Stomach Raises an Alarm, Attentively Address it!


Colorectal cancer (CRC) 3rd most common cancer worldwide after breast cancer and lung cancer. It is 3rd most commonly diagnosed cancer in males and the 2nd in females, with more than 1.4 million new cancer cases every year.

The geographical distribution patterns show that the incidence of CRC in India is subjacent as compared to rest of the world and it ranks as 7th most common cancer in India and 4th most common cancer in males. However, the absolute number of cases are very high in view of mountainous Indian population, also interestingly the incidence of CRC is very high in the younger population (<40>

Five-year (long term) survival of colorectal cancer in India is one of the lowest in the world at less than 40%. This may be a reflection of, late-stage at presentation, lack of awareness in patients about the symptoms and inadequate resources to deal with this disease in many parts of the country, especially semi-urban and rural areas.

Colorectal cancers can have a genetic predisposition, 3-4 % of all CRC have heredity to blame, rest can be associated with various other factors like diet, inactive lifestyle, smoking, alcohol intake, increasing age (>45yrs), obesity, diabetes. Consumption of red meat cooked at very high temperatures is emerging as a very common cause while a diet rich in high fibers, fruits and vegetables may prove to be protective for CRC.

The most common symptoms of colorectal cancer could be abdominal discomfort and altered bowel habits (constipation or diarrhoea) which unfortunately most of us tend to ignore.
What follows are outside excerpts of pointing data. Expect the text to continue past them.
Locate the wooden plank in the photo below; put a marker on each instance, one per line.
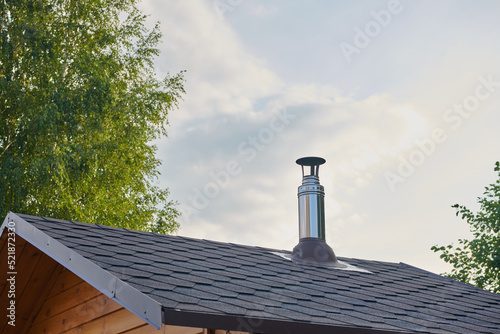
(41, 299)
(148, 329)
(66, 300)
(78, 315)
(67, 280)
(112, 323)
(26, 264)
(144, 329)
(39, 279)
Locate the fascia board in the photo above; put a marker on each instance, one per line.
(132, 299)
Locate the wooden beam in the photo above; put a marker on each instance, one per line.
(78, 315)
(66, 300)
(41, 299)
(112, 323)
(34, 288)
(26, 263)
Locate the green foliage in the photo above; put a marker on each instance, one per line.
(477, 261)
(79, 104)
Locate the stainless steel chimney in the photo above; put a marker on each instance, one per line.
(312, 248)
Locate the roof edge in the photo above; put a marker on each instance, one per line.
(430, 273)
(251, 324)
(132, 299)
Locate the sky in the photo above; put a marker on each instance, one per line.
(400, 97)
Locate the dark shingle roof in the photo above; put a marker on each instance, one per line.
(199, 280)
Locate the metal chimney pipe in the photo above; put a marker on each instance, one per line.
(311, 196)
(312, 248)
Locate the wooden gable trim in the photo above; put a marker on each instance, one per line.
(141, 305)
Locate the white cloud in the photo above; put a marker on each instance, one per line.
(361, 117)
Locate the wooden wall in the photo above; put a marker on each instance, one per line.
(51, 299)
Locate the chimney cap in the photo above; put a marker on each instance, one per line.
(310, 161)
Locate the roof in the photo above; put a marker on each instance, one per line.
(209, 284)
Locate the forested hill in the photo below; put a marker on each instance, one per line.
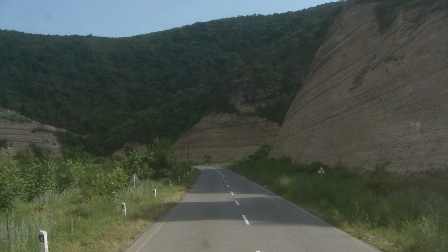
(114, 90)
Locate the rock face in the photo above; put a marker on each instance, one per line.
(19, 131)
(372, 98)
(224, 137)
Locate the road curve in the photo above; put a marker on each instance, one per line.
(226, 212)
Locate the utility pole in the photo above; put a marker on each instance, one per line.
(188, 149)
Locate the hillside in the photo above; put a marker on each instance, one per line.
(224, 138)
(117, 90)
(20, 132)
(375, 96)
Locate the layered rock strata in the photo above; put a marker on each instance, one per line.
(224, 137)
(374, 99)
(18, 132)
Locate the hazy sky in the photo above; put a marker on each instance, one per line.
(123, 18)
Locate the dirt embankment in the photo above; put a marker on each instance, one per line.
(224, 137)
(374, 98)
(18, 132)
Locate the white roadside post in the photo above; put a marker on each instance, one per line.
(43, 241)
(123, 209)
(321, 171)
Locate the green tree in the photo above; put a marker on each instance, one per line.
(9, 185)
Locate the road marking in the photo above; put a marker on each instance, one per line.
(219, 172)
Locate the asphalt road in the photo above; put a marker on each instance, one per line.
(226, 212)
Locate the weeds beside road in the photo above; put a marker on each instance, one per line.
(75, 225)
(390, 212)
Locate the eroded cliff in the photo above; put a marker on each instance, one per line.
(18, 132)
(374, 98)
(224, 137)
Over the counter medicines and inadequate community-level medical services add to the delay in diagnosis. These factors lead to diagnosis of CRC at advanced and incurable stage. Alarming symptoms in the advanced stage could include excessive bleeding in stool, loss of weight and loss of appetite, cough and haemoptysis and jaundice.

Awareness about the risk factors and symptoms and the need to seek early medical help would drastically increase diagnosis of early-stage disease which may be curable.
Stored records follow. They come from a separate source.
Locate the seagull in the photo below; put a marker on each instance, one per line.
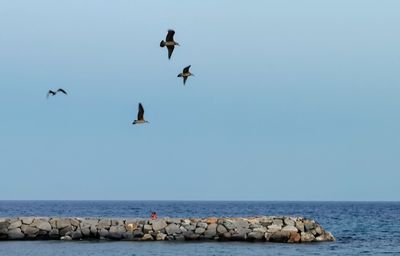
(185, 74)
(140, 119)
(52, 93)
(169, 42)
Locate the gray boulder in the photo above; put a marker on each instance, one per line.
(54, 234)
(103, 233)
(279, 237)
(147, 237)
(104, 224)
(307, 237)
(62, 223)
(199, 230)
(161, 237)
(221, 229)
(27, 220)
(290, 229)
(158, 224)
(15, 234)
(172, 229)
(15, 224)
(65, 230)
(116, 232)
(253, 236)
(29, 231)
(76, 235)
(41, 224)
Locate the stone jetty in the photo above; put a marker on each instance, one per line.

Once a patient seeks a Medical Oncologist and is suspected of having CRC, they have to be investigated thoroughly, including colonoscopies, CT scans or MRI scans, biopsy, occasionally PET-CT scans, tumor markers in the blood and routine blood tests and based on these results the diagnosis is confirmed and further treatment plans are made.

Treatment options in CRC consist of surgery and chemotherapy. Traditionally advanced stage at presentation was a death knell but now with recent advances in surgical techniques and with the introduction of modern targeted therapies, even advanced stage CRC can be curable if treated with experts in the field.

Dr. Udip Maheshwari

MBBS, MD (Medicine), DNB (Medical Oncology)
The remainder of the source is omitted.